The data looks like we expected. Now we follow a similar process as what we did before.
test_splits = no_split(range_of(test_df))
test_df_wrapper = TabularPandas(test_df, preprocessing, categorical_vars, continuous_vars, splits=test_splits, y_names=dep_var)
Now we can turn that into a DataLoaders
object.
Note: If your test set size isn’t divisible by your batch size you’ll need to
drop_last
. If I don’t I get an error, although I’ve only noticed this happening with the test set.
test_dls = test_df_wrapper.dataloaders(batch_size, drop_last=False)

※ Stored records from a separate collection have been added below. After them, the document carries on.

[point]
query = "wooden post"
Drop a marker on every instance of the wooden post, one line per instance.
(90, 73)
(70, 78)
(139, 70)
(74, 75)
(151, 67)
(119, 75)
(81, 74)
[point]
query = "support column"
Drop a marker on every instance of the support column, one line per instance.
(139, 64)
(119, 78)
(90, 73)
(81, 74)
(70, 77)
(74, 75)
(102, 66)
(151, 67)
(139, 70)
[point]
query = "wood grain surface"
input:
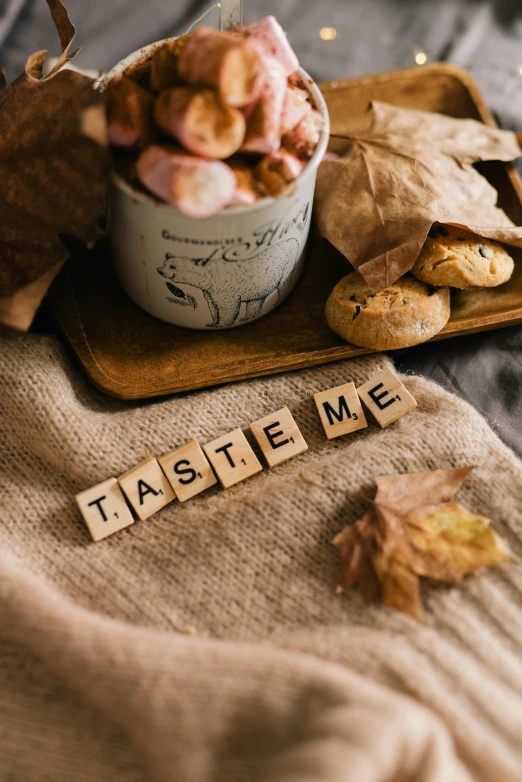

Now we’ve got everything in place to make predictions.
preds, ground_truth = learn.get_preds(dl=test_dls.train)
Let’s see what they look like.
preds[:5]
tensor([[0.9943, 0.0057],
[0.9559, 0.0441],
[0.6239, 0.3761],
[0.4550, 0.5450],
[0.7262, 0.2738]])
ground_truth[:5]
tensor([[0],
[1],
[0],
[1],
[0]], dtype=torch.int8)
Depending on your last layer, converting the prediction into an actual prediction will be different. In this case have a probability associated with each value, so to get the final prediction we need to take an argmax. Had you just had one value in the last layer, you could extract the label prediction with np.rint(preds)
.
You can test this by seeing that each prediction sums to 1.
preds.sum(1)
tensor([1.0000, 1.0000, 1.0000, ..., 1.0000, 1.0000, 1.0000])
torch.argmax(preds, dim=1)
tensor([0, 0, 0, ..., 1, 0, 1])
Let’s see what our final accuracy is on the test set.
accuracy_score(ground_truth, torch.argmax(preds, dim=1))
0.851001105515293